If you’re using tools like MailChimp (my favorite - and it’s free with under 2,000 names) or any other professional email tool there are components where you can have people sign-up right on your website. You’ll find these sign-ups on this website - perhaps that’s how you joined our family?
This is a great way to legitimately grow your list and increase your owned reach. Here are five tips for growing your email list as well.
All the tools I mentioned here, by default, include the ability to be mobile-friendly. The number of people who view your website on their mobile devices is ever increasing with some sites getting a majority of their viewership is on mobile devices.
Google uses a number of factors in returning search results. One of those is location. For example, if you’re in The Bronx and you search for pizza it doesn’t do any good to return results for pizza parlors in Greely, Colorado.
If your business services specific areas or geographies make sure this is in the information on your site.

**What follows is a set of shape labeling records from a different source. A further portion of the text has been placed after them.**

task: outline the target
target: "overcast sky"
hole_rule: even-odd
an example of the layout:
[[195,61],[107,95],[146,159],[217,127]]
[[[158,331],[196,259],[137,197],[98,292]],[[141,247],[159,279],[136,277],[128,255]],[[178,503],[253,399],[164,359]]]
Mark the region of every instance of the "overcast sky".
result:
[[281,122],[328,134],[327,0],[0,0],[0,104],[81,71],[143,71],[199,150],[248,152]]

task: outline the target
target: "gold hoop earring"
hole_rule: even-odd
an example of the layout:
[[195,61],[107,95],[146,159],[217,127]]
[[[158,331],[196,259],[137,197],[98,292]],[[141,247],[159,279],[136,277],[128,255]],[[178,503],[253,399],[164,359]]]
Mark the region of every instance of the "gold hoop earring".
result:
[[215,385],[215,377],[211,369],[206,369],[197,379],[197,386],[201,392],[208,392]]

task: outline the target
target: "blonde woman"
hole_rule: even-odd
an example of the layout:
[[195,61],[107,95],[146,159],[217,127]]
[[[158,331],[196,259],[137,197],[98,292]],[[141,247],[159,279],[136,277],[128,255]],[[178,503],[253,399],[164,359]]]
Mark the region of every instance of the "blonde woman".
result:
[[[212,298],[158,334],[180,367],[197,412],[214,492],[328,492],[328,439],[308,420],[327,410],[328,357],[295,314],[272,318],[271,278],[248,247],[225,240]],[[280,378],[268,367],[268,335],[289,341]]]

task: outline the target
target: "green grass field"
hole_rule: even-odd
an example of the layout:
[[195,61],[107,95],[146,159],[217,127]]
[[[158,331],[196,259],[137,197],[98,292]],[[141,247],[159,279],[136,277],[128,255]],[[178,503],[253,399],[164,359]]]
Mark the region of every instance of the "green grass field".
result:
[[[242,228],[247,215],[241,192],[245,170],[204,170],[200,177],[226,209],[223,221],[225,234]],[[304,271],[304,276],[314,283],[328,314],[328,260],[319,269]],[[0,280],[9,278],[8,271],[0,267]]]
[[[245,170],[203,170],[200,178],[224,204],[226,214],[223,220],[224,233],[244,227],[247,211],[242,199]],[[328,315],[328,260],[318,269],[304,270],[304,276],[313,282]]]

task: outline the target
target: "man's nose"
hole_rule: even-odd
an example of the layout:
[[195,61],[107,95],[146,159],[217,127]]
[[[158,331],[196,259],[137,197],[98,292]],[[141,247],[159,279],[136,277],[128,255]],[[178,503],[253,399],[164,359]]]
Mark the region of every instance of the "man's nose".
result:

If your business serves the entire US or the world, that should also be readily apparent.
If you’re not a great speller or don’t know the difference between “your” and “you’re” please, please, please have a sergeant on the Grammar Police look it over before you start showing it to the world.
While those who share your inability to master the English language won’t care that there are improper uses and misspelled words, those that do care will probably not be your customer. Remember the fewer barriers there are to turning someone into a customer the better.
Have a blog
You almost certainly should have a blog on your site to help with SEO and to keep your customers coming back. My article What Is a Blog and Why do I Need One will give you more information on this subject.
What about WordPress?
You’ll notice I didn’t mention WordPress as a tool to build your own site. WordPress is the tool that about a quarter of the Internet is built with. It may be one of the best tools out there and is also one of the most flexible. So why not recommend WordPress?
Because WordPress is open source and public domain and very, very flexible it also has tons and tons of options. I still believe that WordPress is better left to those who wish to truly immerse themselves in web design or have very specific needs.
There are sites I work on where the client/business owner has the ability to modify content on their schedule and this gives them the power of the WordPress framework but the ability to modify content on their schedule - also a huge bonus. This is also a good option but not what this article is about - building your own site in one afternoon.